Incendie à Crans-Montana : les mineurs avaient-ils le droit d'être dans le bar ?
À Crans-Montana, un incendie tragique dans un bar a coûté la vie à plusieurs mineurs. Au-delà du drame, une question inquiète : comment ces adolescents se retrouvaient-ils là et avaient-ils le droit d’y être ?
Résumé de l'article
— Dans la nuit du 1er janvier 2026, un terrible incendie a ravagé le bar Le Constellation à Crans-Montana, faisant de nombreuses victimes et blessés.
— Les deux exploitants français du lieu font désormais l’objet d’une enquête pénale pour possible négligence.
— La présence de mineurs au moment du drame soulève de sérieuses questions sur le respect des règles de sécurité et de la législation locale.
Dans la nuit du 1er janvier 2026, la station huppée de Crans-Montana a été frappée par une véritable tragédie. Un violent incendie s’est déclaré aux alentours de 1 h 30 dans le bar Le Constellation, en pleine soirée festive, provoquant la mort de 40 personnes et faisant 119 blessés. Piégés dans ce sous-sol surchargé, les clients ont été confrontés à une panique généralisée, tandis que les flammes gagnaient rapidement du terrain, plongeant les secours dans une scène de chaos total.

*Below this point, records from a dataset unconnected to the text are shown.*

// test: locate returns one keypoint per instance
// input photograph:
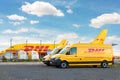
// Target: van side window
(73, 50)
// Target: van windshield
(56, 50)
(64, 50)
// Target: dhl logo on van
(36, 48)
(97, 50)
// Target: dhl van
(46, 59)
(95, 53)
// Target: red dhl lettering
(36, 48)
(98, 50)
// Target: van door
(71, 56)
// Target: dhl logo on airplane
(36, 48)
(96, 50)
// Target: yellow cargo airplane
(40, 48)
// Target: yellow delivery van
(46, 59)
(95, 53)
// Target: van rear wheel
(104, 64)
(64, 64)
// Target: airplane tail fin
(63, 42)
(101, 37)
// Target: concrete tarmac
(39, 71)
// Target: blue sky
(49, 20)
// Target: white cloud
(40, 8)
(113, 39)
(16, 17)
(1, 21)
(69, 11)
(34, 22)
(9, 31)
(17, 23)
(76, 25)
(110, 18)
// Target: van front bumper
(55, 62)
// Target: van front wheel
(64, 64)
(104, 64)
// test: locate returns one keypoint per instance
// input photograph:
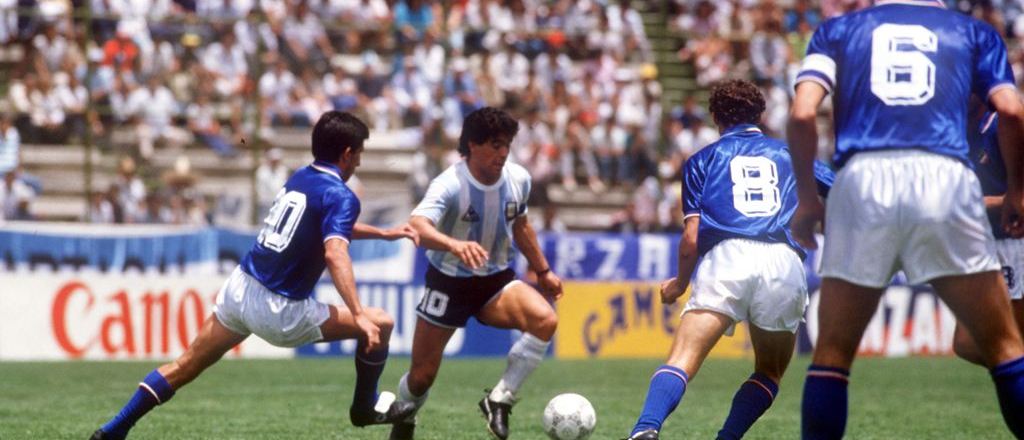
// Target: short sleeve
(693, 180)
(819, 64)
(438, 200)
(341, 209)
(992, 71)
(824, 178)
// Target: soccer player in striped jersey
(468, 220)
(905, 199)
(991, 172)
(738, 196)
(270, 293)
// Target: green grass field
(916, 398)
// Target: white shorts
(245, 306)
(905, 210)
(758, 281)
(1011, 253)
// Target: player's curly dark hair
(484, 124)
(336, 132)
(736, 101)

Comme l’a confirmé la police, l’identification des 40 victimes a été finalisée quelques jours après le drame. Parmi les personnes décédées figurent des victimes de tous âges, dont un nombre important de mineurs : plusieurs adolescents âgés de 14 à 16 ans ont été officiellement identifiés par la police cantonale du Valais. Le bilan fait également état de victimes de différentes nationalités — suisse, française, italienne, belge et portugaise — témoignant du caractère très international de la clientèle présente ce soir-là.

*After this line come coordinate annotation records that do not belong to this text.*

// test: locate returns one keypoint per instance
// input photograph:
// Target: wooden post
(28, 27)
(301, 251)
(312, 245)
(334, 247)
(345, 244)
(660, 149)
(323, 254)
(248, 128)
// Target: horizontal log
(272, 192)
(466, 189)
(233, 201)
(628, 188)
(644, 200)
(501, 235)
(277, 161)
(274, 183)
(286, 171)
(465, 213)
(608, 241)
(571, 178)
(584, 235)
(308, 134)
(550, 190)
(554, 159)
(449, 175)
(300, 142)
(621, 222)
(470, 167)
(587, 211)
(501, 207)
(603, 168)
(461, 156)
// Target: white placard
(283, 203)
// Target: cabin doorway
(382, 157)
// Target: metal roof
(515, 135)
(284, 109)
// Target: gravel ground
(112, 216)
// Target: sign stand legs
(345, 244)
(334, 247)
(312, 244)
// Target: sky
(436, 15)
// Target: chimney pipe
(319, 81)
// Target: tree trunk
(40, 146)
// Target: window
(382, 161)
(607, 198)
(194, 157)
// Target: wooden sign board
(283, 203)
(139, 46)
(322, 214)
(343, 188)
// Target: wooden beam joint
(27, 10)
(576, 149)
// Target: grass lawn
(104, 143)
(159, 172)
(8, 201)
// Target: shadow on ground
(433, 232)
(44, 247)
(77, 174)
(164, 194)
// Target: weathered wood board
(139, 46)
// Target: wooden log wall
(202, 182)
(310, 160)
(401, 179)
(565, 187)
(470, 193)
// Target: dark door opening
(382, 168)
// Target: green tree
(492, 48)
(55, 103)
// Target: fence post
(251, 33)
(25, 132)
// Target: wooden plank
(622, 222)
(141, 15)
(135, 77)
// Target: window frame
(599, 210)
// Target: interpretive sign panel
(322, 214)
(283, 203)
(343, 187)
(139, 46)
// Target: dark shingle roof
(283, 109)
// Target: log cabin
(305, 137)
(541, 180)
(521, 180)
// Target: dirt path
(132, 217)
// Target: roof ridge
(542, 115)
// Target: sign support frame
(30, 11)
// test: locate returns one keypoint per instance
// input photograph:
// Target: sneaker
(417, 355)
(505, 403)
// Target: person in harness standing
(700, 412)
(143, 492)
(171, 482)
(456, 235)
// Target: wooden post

Drame à Crans-Montana : une instruction pénale ouverte
Au vu de la gravité du drame et des premiers éléments relevés par les enquêteurs, une procédure pénale a été engagée en Suisse contre les deux gérants français du bar Le Constellation. Ils sont notamment visés pour homicide par négligence, lésions corporelles par négligence et incendie par négligence, selon les procureurs du canton du Valais. Ces derniers rappellent toutefois que les intéressés bénéficient, à ce stade de l’enquête, de la présomption d’innocence.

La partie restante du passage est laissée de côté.